If asked that question a few months ago, I wouldn’t have known that 15 fascinated young students, one dedicated teacher and several generous donations from community parents and local hardware suppliers would be the answer.
Jena Carter, a preschool teacher in a More at Four classroom at Primary Colors Early Learning Center on Dixon Road, held a class meeting in early March that engaged students around one question: What would you build if you had a hammer, nails, wood, and measuring tape? Creative ideas bounced around the room, but the top two suggestions were a tree house and a motorcycle.
“When I plan, I try to always stem from an interest the kids have, and see how I can tie in our goals and objectives to what the kids are already eager to learn about,” Carter explained. “It makes learning engaging, interesting, and fun. The kids stay more involved if their learning is personal and comes from their interests.”
Carter uses the Project Approach as a teaching strategy in her More at Four classroom. This style of project-based learning enables teachers to guide the students through in-depth studies of real-world topics while allowing students to find success and fulfillment in their work. For Carter’s class the real-world topic was building – motorcycles to be exact.
“This project began with an interest in the block center, where the kids were constantly building basically anything you could imagine,” Carter said. “I wanted to give them a hands-on experience to extend this building with real materials.” Recycled tires, scrap wood, and other supplies were donated by parents and hardware stores and were pulled together after the student’s planning process, which jumped off with in-depth research to compare and contrast various motorcycles and flesh out on paper a vision for the classroom motorcycle.
Before bike building commenced, the children were given the opportunity to manipulate the materials and practice safe technique using the wood, hammer and nails. Initial attempts at building certainly heightened curiosity and creativity for the students, but resulted in a bike that lacked any shape or structure beyond that of a pile of wood. Further brainstorming and officially drawn plans helped get a structure going – and the project took off.
“This became just another center for us, where four or five kids would come out and help at a time,” Carter said. “The kids did all the nailing, they helped hold the wood in place for each other, and they did all the painting. We also had a parent that helped sand it before painting.”
So, what were the challenges?
“Throughout the 7-week process our biggest discussions were probably about the wheels,” Carter explained. “The kids were pretty stuck on the idea that a motorcycle only has two wheels, however, I knew that in order for our bike to stand with the materials we had, we would need at least three wheels.” After some intense research online, Carter revealed pictures to the children of some 3-wheeled bikes, most of which looked pretty “cool” and therefore acceptable for the tough, 4-year-old crowd.
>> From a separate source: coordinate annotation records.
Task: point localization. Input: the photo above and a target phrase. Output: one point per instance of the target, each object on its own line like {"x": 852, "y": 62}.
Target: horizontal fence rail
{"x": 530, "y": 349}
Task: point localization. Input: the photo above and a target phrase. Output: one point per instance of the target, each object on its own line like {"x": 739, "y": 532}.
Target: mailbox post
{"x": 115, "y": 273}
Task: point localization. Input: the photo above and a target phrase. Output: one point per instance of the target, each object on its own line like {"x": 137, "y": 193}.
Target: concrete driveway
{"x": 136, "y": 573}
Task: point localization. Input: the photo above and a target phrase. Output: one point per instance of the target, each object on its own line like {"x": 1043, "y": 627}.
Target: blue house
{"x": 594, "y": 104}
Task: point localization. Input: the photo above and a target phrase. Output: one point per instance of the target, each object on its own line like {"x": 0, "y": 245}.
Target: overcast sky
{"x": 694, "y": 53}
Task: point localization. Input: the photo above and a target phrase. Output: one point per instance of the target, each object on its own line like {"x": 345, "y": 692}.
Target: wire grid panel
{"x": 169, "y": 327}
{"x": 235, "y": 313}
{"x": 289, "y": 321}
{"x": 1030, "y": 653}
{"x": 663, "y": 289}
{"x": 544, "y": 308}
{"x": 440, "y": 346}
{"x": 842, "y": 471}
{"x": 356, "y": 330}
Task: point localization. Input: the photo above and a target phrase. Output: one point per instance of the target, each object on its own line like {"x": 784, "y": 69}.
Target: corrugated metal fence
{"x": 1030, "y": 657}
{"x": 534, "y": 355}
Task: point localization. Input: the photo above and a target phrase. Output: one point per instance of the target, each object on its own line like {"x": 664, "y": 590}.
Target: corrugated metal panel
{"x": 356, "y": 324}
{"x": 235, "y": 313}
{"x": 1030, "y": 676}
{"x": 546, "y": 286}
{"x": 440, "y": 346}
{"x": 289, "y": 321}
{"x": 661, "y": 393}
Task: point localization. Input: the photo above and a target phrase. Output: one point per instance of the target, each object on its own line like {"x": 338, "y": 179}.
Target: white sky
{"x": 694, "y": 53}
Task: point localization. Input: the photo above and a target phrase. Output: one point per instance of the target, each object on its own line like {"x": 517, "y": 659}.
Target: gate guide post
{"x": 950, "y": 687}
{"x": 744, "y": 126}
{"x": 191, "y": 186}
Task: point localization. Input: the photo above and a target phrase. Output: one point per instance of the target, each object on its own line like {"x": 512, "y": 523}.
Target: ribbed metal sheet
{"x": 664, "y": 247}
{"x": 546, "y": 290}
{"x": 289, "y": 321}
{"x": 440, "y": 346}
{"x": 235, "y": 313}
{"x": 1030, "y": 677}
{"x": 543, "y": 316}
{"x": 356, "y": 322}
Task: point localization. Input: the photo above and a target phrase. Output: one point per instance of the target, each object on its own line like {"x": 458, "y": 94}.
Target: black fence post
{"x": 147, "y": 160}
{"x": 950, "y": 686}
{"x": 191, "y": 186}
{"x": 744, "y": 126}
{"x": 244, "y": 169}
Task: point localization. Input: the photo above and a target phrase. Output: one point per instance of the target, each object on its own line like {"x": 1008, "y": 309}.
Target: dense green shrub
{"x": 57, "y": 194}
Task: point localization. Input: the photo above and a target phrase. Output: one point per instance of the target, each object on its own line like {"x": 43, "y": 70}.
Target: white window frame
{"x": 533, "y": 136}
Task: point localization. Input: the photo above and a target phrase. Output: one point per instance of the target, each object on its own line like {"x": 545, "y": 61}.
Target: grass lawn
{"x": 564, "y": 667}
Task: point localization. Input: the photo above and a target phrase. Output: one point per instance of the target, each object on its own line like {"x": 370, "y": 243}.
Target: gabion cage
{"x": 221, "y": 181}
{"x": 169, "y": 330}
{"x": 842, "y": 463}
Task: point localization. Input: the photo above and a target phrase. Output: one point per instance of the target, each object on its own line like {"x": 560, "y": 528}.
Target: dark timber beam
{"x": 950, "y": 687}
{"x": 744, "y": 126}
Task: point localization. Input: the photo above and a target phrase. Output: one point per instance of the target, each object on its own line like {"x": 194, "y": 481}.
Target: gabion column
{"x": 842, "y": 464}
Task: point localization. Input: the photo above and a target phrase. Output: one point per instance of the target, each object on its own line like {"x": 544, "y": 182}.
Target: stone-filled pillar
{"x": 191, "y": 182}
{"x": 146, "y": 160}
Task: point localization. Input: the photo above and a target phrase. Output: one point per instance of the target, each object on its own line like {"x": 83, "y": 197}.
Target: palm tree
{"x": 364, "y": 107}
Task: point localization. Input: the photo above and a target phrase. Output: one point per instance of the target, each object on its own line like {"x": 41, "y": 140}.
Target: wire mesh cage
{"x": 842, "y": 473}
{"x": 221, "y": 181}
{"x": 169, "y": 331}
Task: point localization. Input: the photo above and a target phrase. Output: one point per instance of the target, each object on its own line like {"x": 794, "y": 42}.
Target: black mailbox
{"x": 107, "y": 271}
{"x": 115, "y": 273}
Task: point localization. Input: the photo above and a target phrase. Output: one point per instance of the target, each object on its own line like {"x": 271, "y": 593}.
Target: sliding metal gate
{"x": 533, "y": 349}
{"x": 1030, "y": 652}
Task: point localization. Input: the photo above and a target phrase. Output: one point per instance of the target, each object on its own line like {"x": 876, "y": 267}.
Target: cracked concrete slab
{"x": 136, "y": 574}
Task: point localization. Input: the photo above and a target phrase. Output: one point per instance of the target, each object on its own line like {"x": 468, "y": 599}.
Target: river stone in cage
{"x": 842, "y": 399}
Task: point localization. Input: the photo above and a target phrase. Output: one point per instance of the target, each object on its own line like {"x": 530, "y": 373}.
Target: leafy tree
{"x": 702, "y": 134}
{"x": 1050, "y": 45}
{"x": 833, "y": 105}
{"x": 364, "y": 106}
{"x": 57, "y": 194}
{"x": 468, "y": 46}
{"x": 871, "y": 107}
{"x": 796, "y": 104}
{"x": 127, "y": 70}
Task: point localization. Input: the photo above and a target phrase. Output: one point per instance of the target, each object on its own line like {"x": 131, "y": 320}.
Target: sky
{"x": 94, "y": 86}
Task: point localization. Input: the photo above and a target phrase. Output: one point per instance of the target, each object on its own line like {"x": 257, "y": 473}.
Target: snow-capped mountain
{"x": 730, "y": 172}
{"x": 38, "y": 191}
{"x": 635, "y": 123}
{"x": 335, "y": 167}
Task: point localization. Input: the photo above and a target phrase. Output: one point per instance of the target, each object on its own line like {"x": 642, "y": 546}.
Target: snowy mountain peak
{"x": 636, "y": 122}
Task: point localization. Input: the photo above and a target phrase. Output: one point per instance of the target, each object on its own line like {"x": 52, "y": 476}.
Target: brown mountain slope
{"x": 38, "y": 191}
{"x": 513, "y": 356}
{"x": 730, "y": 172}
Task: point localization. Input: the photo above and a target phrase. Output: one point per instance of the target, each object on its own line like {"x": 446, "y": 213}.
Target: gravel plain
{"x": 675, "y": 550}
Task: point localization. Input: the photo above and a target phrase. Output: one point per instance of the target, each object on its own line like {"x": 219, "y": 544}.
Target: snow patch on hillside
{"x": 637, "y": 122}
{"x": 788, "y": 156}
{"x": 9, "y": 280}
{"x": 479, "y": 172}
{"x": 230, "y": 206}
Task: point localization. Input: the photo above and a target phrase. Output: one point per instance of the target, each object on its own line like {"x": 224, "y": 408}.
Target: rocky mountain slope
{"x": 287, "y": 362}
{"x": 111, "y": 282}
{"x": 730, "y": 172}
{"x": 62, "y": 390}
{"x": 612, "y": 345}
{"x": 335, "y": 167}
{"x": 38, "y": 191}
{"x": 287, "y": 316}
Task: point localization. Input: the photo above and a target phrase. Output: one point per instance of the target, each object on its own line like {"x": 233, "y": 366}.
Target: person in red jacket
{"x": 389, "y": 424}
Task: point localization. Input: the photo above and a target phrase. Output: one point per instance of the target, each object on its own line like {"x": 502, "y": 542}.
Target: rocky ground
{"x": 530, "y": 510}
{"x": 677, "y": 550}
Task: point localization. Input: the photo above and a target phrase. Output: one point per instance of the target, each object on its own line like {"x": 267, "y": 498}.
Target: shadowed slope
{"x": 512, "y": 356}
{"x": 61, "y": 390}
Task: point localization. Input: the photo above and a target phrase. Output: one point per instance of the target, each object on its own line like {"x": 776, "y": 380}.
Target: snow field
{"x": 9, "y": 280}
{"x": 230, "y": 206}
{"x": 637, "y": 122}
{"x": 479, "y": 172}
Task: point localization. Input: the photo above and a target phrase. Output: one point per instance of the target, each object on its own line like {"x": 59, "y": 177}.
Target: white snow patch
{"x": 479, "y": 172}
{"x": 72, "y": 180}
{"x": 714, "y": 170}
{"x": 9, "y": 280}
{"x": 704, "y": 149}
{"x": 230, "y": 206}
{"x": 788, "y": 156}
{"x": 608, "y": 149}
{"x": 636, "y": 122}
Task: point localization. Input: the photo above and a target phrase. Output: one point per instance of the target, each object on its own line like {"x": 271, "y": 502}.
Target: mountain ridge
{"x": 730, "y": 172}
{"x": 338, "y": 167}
Crisis averted.
According to Carter, the planning of the project came easily because of the children’s level of interest.
“Just like any other center, disagreements arise…but this is part of the learning process – how to communicate effectively with peers to solve problems,” Carter said. “After reflecting on the process and the product, the kids only regret that our bike doesn’t have real jets and a motor for us to put gas in.”
The final product – to which the children honorably assigned the name ‘King Rumble’ – does indeed lack a real motor. For the children, hearing the growl of a live motorcycle would be icing on the cake.

Durham’s Partnership for Children, the local agency that administers Durham County’s More at Four program, contacted Officer Chris Fisher with the Durham Police Department to organize a visit from the motorcycle unit to the preschool classroom.
Law enforcement leaders have long supported high-quality early childhood education, recognizing the value of investing in our children early as a critical strategy to reduce crime, lower prison costs and save taxpayers money. Much evidence, particularly results from a long-term study of Michigan’s Perry Preschool, shows that at-risk children who do not participate in high-quality programs are five times more likely to be chronic offenders by age 27 than children who do attend. From the remediation perspective, it is far less costly to get kids on track early and significantly reduce the likelihood that they will commit crimes. Making that connection is priceless.
And so was the look on the children’s faces as they saw a uniformed officer riding – quite loudly – onto the preschool grounds on a sunny Friday morning, truly bringing their project to completion.

“The City of Durham and the Durham Police Department recognize the importance of early education programs like More at Four and the impact these programs have on a young person’s success in life,” said Kammie Michael, spokeswoman for the Durham Police Department. “High-quality preschool programs are one of the most fundamental crime prevention tools available. According to several studies, high school graduates are less likely to become involved in crime and more likely to become productive citizens.”
At the rate these young students are going, they might just leave us behind in their dust. And to be honest, that is all we ever wanted.